Thunder Bay gas leak cause revealed

The province's public safety regulator says a gas leak in Thunder Bay this past summer was a result of the faulty placement of locators for the buried pipe.

Safety Authority says ruptured pipe was due to inaccurate locating of underground line

Police blocked off and evacuated a neighbourhood in Thunder Bay's north end in June after city crews ruptured a gas main. (Jody Porter/CBC File)

The province's public safety regulator says a gas leak in Thunder Bay this past summer was a result of the faulty placement of locators for the buried pipe.

The Technical Standards and Safety Authority issued orders to Union Gas and the contractor G-Tel Engineering, as well as a G-Tel technician, in connection with the incident that caused the evacuation of an area around Red River Road and Hill Street.

"The orders really remind all three parties to comply with the regulations to ensure [locators] are properly marked and properly determined," said Wilson Lee, director of stakeholder relations for the TSAA.

Wilson Lee says the TSAA has no plans to prosecute Union Gas or G-Tel Engineering. (Supplied by Wilson Lee/TSAA)

The city of Thunder Bay's manager of corporate safety said the TSAA's ruling absolved the city of responsibility.
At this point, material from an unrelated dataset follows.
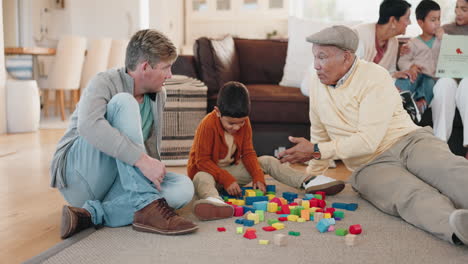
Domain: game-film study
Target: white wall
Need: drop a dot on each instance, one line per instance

"We conducted all of the operations according to industry standards," said Leif Anderson. "Nothing that happened there was due to anything that was done by a city worker."

Lee said the investigation cost about $10,500, which was covered by G-Tel Engineering.

He said he's "confident" the orders will address the root cause of the leak, and the TSAA has no plans to prosecute either G-Tel Engineering or Union Gas.